Setelah kasus yang menimpa diriku waktu itu, aku seperti kehilangan arah, dan seiring dengan berjalannya waktu dan kebutuhan yang semakin meningkat, harta yang dimiliki habis juga. Apalagi menyikapi istriku yang gemar sekali bergaya hidup mewah, sampai akhirnya rumah dan mobil mampir juga ke pegadaian yang tidak pernah akan aku tahu kapan bisa ditebus.
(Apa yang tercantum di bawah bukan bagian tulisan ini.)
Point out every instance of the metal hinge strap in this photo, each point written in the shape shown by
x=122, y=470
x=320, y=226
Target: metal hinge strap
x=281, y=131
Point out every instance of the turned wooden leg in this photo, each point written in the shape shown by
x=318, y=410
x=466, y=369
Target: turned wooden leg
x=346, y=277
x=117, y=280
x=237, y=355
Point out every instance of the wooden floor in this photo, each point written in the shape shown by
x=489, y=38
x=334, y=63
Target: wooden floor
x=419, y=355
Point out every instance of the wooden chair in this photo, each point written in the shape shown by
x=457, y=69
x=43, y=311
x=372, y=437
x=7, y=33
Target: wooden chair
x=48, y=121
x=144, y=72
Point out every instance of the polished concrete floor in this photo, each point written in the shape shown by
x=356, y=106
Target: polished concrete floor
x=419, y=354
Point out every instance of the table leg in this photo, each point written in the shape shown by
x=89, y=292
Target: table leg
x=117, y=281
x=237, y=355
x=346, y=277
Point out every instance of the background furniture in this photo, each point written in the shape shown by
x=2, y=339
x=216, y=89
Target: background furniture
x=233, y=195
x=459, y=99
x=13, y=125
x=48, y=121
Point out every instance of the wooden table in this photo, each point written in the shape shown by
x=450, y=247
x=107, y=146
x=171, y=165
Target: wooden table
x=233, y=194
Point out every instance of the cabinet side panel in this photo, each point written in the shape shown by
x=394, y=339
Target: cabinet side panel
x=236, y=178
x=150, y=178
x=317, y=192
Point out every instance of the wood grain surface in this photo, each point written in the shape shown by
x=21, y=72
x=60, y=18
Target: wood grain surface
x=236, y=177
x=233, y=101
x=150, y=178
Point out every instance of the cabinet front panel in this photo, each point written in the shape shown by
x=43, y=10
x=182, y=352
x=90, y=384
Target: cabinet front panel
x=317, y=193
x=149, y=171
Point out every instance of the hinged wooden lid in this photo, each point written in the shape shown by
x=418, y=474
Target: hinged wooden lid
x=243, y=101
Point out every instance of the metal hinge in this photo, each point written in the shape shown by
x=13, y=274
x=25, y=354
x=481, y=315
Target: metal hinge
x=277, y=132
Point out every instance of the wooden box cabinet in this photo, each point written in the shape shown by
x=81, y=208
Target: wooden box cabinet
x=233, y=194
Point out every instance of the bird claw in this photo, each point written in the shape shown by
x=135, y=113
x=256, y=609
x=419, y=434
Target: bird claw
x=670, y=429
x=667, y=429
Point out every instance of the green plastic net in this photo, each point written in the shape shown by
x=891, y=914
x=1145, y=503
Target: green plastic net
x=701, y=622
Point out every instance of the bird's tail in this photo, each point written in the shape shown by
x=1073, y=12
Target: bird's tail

Suatu hari nasib baik aku raih juga, aku diterima bekerja disebuah perusahaan swasta berskala kecil, yang gajinya hanya mengandalkan upah minimum. Semua kembali aku rintis dari awal. aku memutuskan untuk tinggal di sebuah rumah susun di lantai dua belas. Rumah dengan kepadatan dan keributan tingkat tinggi yang tidak lain seperti sebuah studio siaran radio setiap pagi, aku sendiri bingung. Bukan saja hanya istriku tapi juga istri-istri tetangga kanan kiri. Tidak aneh jika setiap pagi juga terdengar anak-anak mereka menangis karena ketakutan mendengar teriakan-teriakan orang tuanya, benturan panci alumunium dengan dinding atau kata-kata ancaman lain. Histeris! Semua itu terekam dalam benakku sampai saat ini.

Wanita cantik yang menjadi istriku juga begitu. Di saat aku memulai segalanya justru yang didapat hanya cacian, sindiran dan berbagai tektek bengek lain. Maklum, sejak dipecat dari tempat kerja terakhir semua kebiasaan istriku berkurang. Ia jarang facial, creambath, fitness dan perawatan-perawatan lain, meski gayanya masih sama saja seperti dulu. Ia marah besar jika satu jerawat muncul di salah satu kulit wajahnya, kukunya yang patah, kulitnya mengering atau pakaian-pakaiannya yang kusam padahal baru beberapa kali dipakai.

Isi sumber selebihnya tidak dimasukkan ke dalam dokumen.